She moves me. I don’t quite know what to do with these feelings. I try to feel them. Invite them into my gut rather than the mind. The mind wrapping concrete threads through their bones. The ones who touched me with their depths. And laughter. And clay painted skin.

She opened her home for us to gather. Offering an I.V. drip. And it courses through my blood, I know, but I left and so I am going through withdrawal. Withdrawing into static gray walls. Feeling hope and despair in the same blue glass bottle.

I left the blue bottle at her house. She’s everywhere. In the shells we released to the ocean the day before I left and the seeds we planted in the sand at the center of our feet’s rhythm. I let her down too. I betrayed her by allowing another to come between us and I cant go back and change it. I cant tuck these pieces of guilt into the hollow cells any longer.
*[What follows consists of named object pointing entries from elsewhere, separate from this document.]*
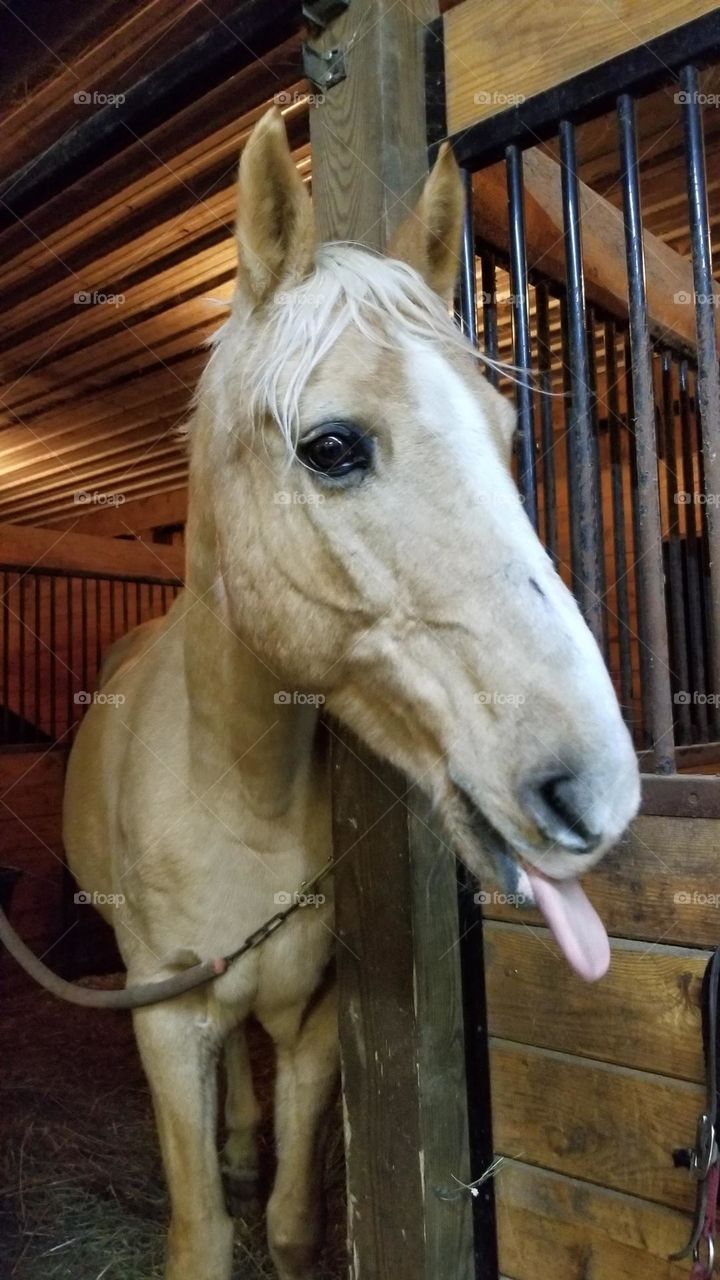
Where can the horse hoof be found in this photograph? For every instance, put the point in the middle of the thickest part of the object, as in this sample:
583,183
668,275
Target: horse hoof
295,1261
242,1193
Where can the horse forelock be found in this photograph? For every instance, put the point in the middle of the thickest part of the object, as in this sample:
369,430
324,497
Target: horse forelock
276,350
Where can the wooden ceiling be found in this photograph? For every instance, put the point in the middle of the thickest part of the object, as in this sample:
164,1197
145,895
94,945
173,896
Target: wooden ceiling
94,391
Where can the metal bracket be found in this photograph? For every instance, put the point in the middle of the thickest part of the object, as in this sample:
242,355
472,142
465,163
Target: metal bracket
324,68
319,13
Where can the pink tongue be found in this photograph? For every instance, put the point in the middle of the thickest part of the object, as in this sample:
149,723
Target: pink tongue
574,923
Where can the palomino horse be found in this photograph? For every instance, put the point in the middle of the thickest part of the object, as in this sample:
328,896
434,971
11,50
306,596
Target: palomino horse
354,536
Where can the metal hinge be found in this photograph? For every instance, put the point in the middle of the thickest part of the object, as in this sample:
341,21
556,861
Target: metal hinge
324,68
319,13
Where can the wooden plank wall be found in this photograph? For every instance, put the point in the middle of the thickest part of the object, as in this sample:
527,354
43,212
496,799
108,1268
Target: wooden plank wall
595,1086
55,632
31,795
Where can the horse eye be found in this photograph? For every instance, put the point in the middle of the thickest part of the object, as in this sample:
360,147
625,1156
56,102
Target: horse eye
337,449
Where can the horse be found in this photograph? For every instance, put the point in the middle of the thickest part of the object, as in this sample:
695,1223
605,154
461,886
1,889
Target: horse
356,547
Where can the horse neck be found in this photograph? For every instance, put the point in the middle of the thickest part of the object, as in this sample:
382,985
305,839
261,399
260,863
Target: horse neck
238,730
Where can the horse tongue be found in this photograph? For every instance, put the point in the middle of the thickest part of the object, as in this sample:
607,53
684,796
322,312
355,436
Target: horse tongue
574,924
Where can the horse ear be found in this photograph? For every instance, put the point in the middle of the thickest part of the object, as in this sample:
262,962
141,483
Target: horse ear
274,227
429,238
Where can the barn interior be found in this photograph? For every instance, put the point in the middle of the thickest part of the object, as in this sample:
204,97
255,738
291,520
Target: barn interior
118,268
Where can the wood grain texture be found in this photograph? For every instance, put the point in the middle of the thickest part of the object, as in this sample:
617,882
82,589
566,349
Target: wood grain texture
668,275
645,1014
659,885
559,1226
71,552
491,59
600,1123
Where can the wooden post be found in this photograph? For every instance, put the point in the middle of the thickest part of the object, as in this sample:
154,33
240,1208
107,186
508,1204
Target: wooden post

I empty. And I empty. And the doors close through the corridors of night. My eyes adapt. I see cracks in the stone walls and light shining through. The shining ones. Radiant. Woman. She’s in my dreams. Reaching out in red and turquoise beads. I see her poetry tattooed between my veins. I feel the DMT flowing through my pineal gland showing me her forms of creation.

She is creator and calls out my ink. My blood. Offering to the earth her waters.

Spacious. At ease. Creator sharing bare feet to earth. I bow to her sacred feet. Her writing, drawing, dancing, drumming, climbing, singing, crying, playing, howling limbs. She swims with the whales and meets the eyes of owl at night. I dream with her beneath the waters. Touching one womb.